WASHINGTON, D.C., December 8, 2009 – Lower courts failed to adequately consider the mountains of evidence that prove biotech alfalfa is safe, and thus those courts abandoned a well-established legal principle when they banned the planting of the crop. That is just one of the points supporting a request for the United States Supreme Court to review a case related to biotech alfalfa, according to a brief filed by several groups. The American Farm Bureau Federation, the National Corn Growers Association, the Biotechnology Industry Organization and the American Seed Trade Association have submitted a joint friend-of-the-court brief to the Supreme Court in support of a petition seeking review of the “alfalfa” case, “Monsanto v. Geertson Seed.”
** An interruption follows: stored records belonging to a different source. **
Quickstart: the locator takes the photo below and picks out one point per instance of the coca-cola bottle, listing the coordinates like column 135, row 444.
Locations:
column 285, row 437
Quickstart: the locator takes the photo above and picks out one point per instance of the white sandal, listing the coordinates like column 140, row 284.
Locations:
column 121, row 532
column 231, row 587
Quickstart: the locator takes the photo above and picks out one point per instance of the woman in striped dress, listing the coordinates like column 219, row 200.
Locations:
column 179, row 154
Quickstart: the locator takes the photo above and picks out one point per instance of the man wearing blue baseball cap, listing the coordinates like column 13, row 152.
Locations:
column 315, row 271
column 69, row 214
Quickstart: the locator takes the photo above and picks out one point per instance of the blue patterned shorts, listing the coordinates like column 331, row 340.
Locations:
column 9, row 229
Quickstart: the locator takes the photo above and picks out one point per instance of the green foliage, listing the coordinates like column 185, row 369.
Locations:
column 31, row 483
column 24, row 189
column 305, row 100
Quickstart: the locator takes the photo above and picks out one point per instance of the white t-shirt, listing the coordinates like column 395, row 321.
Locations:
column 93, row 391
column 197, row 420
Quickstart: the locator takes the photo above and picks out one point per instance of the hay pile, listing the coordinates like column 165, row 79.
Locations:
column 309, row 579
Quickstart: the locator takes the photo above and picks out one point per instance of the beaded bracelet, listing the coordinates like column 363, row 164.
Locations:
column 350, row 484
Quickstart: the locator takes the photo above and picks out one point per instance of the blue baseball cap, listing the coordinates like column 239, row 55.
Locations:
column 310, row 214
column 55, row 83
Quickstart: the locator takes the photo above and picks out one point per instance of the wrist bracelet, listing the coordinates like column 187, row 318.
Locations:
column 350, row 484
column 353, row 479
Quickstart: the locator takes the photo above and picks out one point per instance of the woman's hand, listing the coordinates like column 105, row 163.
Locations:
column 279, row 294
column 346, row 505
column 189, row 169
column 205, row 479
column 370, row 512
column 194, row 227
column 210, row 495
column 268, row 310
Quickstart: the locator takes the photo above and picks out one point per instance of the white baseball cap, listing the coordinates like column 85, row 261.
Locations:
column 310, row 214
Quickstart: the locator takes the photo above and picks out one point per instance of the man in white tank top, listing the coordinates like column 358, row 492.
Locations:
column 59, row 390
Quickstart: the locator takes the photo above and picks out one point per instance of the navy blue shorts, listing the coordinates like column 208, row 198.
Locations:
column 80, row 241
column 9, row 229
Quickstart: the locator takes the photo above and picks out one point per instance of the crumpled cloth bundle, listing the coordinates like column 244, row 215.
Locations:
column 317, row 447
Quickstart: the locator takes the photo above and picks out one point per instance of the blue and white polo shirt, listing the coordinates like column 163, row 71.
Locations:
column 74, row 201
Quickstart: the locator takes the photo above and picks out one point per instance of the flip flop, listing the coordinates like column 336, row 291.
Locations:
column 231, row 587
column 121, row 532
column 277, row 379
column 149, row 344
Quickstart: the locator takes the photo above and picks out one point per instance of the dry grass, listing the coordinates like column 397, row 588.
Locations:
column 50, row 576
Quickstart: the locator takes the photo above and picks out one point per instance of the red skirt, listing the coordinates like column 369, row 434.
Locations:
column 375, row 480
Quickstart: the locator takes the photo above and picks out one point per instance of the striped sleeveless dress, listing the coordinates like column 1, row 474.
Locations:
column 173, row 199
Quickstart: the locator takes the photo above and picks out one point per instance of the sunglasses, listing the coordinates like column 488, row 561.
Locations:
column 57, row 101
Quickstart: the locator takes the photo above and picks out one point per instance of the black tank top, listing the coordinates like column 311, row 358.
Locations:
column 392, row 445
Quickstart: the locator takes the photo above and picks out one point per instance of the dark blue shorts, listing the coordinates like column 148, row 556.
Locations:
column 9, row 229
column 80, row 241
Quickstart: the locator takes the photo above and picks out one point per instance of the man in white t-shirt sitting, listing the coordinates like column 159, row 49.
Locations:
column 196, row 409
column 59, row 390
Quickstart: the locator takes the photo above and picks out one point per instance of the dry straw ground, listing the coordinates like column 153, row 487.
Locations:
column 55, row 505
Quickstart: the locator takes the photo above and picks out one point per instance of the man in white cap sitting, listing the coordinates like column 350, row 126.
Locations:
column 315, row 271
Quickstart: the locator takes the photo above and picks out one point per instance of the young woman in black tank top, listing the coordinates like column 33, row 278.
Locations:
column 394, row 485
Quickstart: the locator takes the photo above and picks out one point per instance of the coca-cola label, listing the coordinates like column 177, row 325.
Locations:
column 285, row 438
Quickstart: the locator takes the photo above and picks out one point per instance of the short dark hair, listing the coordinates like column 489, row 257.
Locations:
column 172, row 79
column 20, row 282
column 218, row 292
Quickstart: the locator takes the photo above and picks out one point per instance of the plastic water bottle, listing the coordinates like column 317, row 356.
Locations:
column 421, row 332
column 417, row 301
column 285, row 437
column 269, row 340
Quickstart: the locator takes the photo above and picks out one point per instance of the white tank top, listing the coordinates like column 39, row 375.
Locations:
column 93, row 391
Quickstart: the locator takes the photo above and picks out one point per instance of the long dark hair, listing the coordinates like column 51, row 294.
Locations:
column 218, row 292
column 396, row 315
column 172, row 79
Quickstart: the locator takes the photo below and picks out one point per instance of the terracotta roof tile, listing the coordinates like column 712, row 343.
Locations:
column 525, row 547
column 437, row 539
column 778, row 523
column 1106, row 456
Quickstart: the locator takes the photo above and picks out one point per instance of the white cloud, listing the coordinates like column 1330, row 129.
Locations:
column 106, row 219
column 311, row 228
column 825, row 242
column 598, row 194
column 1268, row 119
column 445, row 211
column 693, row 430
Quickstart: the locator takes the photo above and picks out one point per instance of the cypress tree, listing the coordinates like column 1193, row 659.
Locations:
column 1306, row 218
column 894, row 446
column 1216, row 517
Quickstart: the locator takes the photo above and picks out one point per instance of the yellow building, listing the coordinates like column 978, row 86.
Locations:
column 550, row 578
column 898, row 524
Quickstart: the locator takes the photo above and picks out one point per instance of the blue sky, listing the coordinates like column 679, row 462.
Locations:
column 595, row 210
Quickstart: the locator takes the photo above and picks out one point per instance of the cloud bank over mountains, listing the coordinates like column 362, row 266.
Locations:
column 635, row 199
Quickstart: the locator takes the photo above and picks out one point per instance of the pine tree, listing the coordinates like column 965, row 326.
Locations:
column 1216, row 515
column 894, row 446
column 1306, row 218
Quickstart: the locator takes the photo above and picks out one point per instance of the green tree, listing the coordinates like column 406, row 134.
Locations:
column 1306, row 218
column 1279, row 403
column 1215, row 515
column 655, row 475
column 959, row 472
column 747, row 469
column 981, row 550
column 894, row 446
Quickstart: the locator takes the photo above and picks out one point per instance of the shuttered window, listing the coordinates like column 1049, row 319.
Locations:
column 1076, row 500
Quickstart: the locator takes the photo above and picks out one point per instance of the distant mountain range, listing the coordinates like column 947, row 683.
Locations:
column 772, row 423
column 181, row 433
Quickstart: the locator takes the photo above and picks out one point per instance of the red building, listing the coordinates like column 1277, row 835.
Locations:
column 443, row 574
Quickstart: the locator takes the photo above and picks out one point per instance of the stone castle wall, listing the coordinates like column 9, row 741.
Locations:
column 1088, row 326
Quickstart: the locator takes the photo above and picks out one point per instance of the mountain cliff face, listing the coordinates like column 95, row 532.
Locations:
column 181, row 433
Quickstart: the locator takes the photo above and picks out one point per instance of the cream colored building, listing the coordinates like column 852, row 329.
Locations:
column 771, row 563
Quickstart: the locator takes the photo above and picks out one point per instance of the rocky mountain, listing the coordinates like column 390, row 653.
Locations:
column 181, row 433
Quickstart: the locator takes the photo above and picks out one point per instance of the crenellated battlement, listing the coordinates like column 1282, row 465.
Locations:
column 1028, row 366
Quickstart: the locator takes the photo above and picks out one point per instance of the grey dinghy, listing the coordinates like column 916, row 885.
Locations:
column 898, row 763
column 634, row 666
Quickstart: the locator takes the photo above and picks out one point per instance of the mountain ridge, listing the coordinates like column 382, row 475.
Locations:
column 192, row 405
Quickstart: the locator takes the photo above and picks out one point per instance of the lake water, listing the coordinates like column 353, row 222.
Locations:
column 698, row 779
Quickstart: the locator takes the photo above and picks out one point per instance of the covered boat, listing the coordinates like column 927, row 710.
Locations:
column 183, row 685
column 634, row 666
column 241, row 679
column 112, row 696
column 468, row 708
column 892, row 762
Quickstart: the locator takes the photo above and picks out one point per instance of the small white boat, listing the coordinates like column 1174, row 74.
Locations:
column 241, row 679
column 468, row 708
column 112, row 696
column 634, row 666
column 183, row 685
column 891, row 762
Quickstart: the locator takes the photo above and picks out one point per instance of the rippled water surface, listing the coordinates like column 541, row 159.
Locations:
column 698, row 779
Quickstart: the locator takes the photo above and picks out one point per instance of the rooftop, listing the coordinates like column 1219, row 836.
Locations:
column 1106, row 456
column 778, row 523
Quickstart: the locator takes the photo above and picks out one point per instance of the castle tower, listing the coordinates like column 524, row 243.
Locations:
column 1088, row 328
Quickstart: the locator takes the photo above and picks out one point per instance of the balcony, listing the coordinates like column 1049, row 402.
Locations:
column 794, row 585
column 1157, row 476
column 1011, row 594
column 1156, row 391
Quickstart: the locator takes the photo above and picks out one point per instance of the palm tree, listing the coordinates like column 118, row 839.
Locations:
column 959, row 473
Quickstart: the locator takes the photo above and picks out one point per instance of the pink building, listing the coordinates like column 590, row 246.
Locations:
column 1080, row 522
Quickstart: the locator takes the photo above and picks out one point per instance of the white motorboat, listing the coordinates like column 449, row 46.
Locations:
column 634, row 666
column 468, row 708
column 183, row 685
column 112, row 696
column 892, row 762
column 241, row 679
According to the brief, if left to stand, the lower court ruling “could begin a wave of anti-biotechnology injunctions.” Such a wave would generate uncertainty in the agricultural biotechnology industry, throughout American agriculture and in the global food market, according to the brief.
The lower court’s injunction against biotech alfalfa was made without the court conducting a thorough review of evidence and absent a finding of irreparable harm, according to the brief. It was also made despite the fact that agricultural biotechnology already is adopted widely in the U.S. for a number of key crops, ranging from corn and cotton to papaya, sugar beets and soybeans.
“The lower courts abandoned the well-established principle that evidence of likely irreparable harm is a prerequisite to issuance of an injunction,” the brief stated. “The district court ruling in this case, instead of fashioning an injunction based on the evidence before it, declined to conduct an evidentiary hearing and applied a legal standard that effectively presumed the existence of irreparable harm.”
If the courts do not respect those established legal standards, the ability to bring future innovations, especially biotech crops, to the marketplace is in real jeopardy, according to the brief.